The firm also highlighted shareholder returns via its quarterly dividend. Propel said it paid a Q4 2025 dividend of C$0.21 per common share on Dec. 4, 2025, representing an 8% increase over the prior quarter’s dividend. A rising dividend alongside record balances can read as a confidence signal, but equity markets typically prioritize forward earnings durability when quarterly profitability trends lower.
2026 targets reset the debate
Management introduced operating and financial targets for 2026, pointing to an improved credit trajectory exiting Q4, record ending balances, and strategic initiatives launching in early 2026. Propel guided to ending CLAB growth of 18% to 24% year over year.

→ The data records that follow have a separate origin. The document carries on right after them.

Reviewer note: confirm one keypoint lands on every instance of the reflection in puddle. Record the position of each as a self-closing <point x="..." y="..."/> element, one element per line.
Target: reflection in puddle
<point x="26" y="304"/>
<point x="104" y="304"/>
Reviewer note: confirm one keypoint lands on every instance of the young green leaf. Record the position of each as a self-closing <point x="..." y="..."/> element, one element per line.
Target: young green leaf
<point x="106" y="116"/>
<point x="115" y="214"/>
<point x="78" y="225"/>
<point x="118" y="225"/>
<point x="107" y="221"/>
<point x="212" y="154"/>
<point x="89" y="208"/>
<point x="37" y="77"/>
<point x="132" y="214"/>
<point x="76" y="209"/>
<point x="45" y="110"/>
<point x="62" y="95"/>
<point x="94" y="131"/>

For the income statement, the company targeted revenue of $725 million to $775 million and adjusted EBITDA of $152.5 million to $177.5 million. Propel also set net income of $70 million to $90 million and adjusted net income of $80 million to $100 million.
Return goals were also explicit: ROE of 24%+ and adjusted ROE of 28%+. Those thresholds frame what the market is likely to watch next—whether quarterly profitability and return metrics begin tracking back toward the new targets, and whether loan growth continues without introducing new pressure through losses, funding costs, or mix shifts.
Propel’s detailed release, including the company’s metric definitions and 2026 target framework, is available via its official announcement published through Newswire.
Market read-through
The day’s price action suggests investors are treating the Q4 margin and ROE step-down as the dominant takeaway, even with full-year records in revenue, EBITDA, and net income. In credit-oriented equities, the multiple is often set less by the peak year and more by confidence in the next several quarters. With shares down roughly a tenth on the session, the market is effectively demanding clearer evidence that 2026 targets can be met while maintaining balance sheet quality and consistent returns.
If the company’s improved credit trajectory holds and earnings momentum rebuilds across 2026, the stock’s valuation could stabilize around the higher level of confidence implied by those return targets. Until then, the tape is likely to remain sensitive to each quarterly print—especially any update that shifts expectations on profitability and return metrics.